There are 2 key protections under English law for victims of domestic abuse.
This is typically used to prohibit a partner/ex-partner from using/threatening physical violence, intimidating, harassing, pestering or communicating with the victim or encouraging anyone else to do so, such as Ye encouraging his fans. It covers these behaviours towards the victim as well as any children. In order to obtain the order, the respondent must have been someone the victim is or was having a relationship with, is or was living with, a family member or a person who has parental responsibility for the victim's child/grandchild.
The applicant must provide evidence of the molestation and show the court the need for protection. The court will determine whether the order should last for a specified amount of time, until a further order or be in place indefinitely. Typically, they last between three months to a year.
A power of arrest is usually added to the order which means police have power to arrest if the order is breached.
This will regulate who can live in the family home and restrict the offender from entering a certain area. As the court is removing an individual from their home, the threshold for proving this is higher than for a non-molestation order.
The court needs to be satisfied that the victim will suffer significant harm if the order is not made. When making this decision, the court considers the balance of harm. They will make an order if the victim and/or any child is likely to suffer significant harm attributed to the offender's conduct. That harm must exceed the harm that would be caused if the order was not made.
An emergency occupation order can be made in 24 hours if required. If the order is made without the respondent present, then a judge will typically automatically order a return date for emergency cases on a without notice basis in order for the offender to defend their position.
Breaching an occupation order can carry a fine. If the court has attached a power of arrest the offender will be arrested and may be subject to a prison sentence. In the unlikely event that the court has not attached a power of arrest and the offender is in breach, the victim can apply to the court for a warrant of arrest.
If the victim's relationship with the respondent is so far removed that they do not qualify for the above remedies there is an option to apply for a restraining order.
These are used to manage risks and prevent further harassment to a victim. They are drafted in order to meet the victim's specific risks.
Examples of clauses that can be included are:
- To not directly or indirectly contact, harass, alarm or distress the victim;
- To not communicate with the victim by any method;
- To not post any material relating to the victim on any social media platforms;
- To not retain private and confidential as well as personal facts relating to the victim;
- To not change their name without notifying the police/court;
- The offender can be excluded from being within specified parameters.

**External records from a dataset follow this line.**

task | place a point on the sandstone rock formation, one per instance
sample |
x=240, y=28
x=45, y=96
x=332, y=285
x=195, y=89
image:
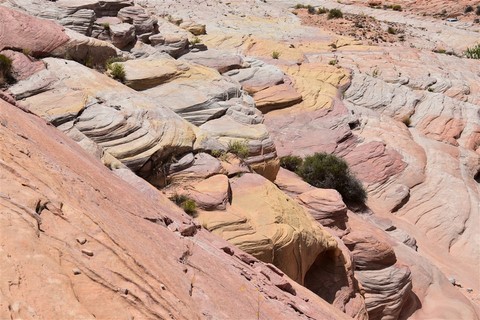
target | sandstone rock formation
x=404, y=118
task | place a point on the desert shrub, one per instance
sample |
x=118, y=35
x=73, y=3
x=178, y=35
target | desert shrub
x=106, y=26
x=406, y=121
x=397, y=7
x=335, y=14
x=473, y=52
x=328, y=171
x=5, y=68
x=112, y=60
x=184, y=202
x=190, y=207
x=117, y=71
x=391, y=30
x=291, y=163
x=195, y=41
x=275, y=54
x=322, y=10
x=239, y=148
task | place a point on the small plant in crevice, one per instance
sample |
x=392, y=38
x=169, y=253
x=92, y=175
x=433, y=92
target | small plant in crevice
x=291, y=162
x=239, y=148
x=195, y=40
x=328, y=171
x=473, y=52
x=188, y=205
x=275, y=55
x=112, y=60
x=392, y=30
x=106, y=26
x=5, y=69
x=335, y=14
x=27, y=51
x=322, y=10
x=397, y=7
x=406, y=121
x=117, y=71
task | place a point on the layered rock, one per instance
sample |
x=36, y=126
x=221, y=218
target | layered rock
x=137, y=131
x=39, y=36
x=272, y=230
x=110, y=240
x=216, y=59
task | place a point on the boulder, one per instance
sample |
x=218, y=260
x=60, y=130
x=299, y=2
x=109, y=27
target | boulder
x=78, y=200
x=101, y=7
x=141, y=74
x=174, y=44
x=122, y=34
x=128, y=14
x=192, y=169
x=276, y=97
x=270, y=226
x=222, y=61
x=171, y=39
x=208, y=92
x=134, y=129
x=81, y=21
x=194, y=28
x=326, y=206
x=262, y=155
x=23, y=66
x=257, y=78
x=40, y=37
x=212, y=193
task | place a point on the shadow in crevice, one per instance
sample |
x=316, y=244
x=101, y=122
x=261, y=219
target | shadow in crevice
x=327, y=275
x=412, y=304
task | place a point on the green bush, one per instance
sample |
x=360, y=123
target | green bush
x=473, y=52
x=275, y=54
x=5, y=68
x=327, y=171
x=190, y=207
x=240, y=148
x=391, y=30
x=291, y=163
x=117, y=71
x=406, y=121
x=335, y=14
x=397, y=7
x=322, y=10
x=187, y=204
x=195, y=40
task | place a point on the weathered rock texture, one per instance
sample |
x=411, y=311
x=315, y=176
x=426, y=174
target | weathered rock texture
x=71, y=228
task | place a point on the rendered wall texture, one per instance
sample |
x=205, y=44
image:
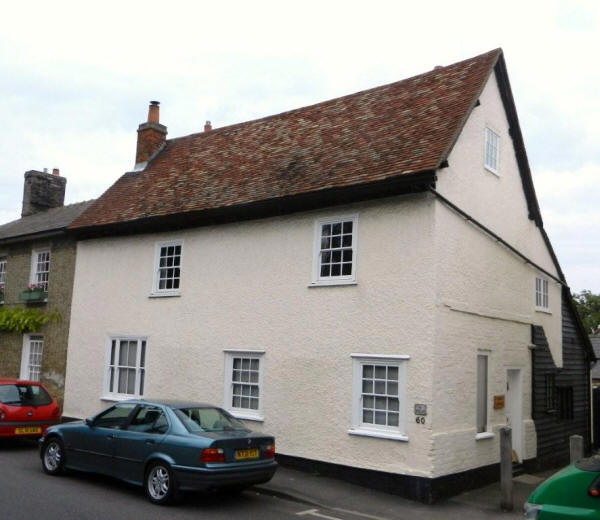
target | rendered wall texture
x=485, y=294
x=429, y=285
x=246, y=286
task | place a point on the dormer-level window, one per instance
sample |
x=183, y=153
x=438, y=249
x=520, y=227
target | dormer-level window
x=167, y=271
x=335, y=251
x=541, y=294
x=40, y=269
x=492, y=150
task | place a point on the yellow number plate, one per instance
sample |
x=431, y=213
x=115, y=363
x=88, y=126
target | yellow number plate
x=246, y=454
x=28, y=430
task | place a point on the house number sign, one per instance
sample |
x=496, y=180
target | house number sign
x=420, y=412
x=420, y=409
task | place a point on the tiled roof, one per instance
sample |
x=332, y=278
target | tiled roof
x=54, y=219
x=394, y=130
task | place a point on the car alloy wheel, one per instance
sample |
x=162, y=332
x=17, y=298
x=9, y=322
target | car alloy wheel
x=53, y=457
x=160, y=483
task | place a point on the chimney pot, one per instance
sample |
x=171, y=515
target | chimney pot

The order will specify a time period that it will be in effect and they can still be sought despite the respondent receiving a custodial penalty.
Breach of a restraining order can carry a maximum of 10 years imprisonment and/or a fine on indictment.
This area of law can be difficult to comprehend in times of crisis so it is imperative that you take legal advice at the earliest opportunity. If this is happening to you or to someone you know do not hesitate to call the police if you are worried about your own or someone else's safety.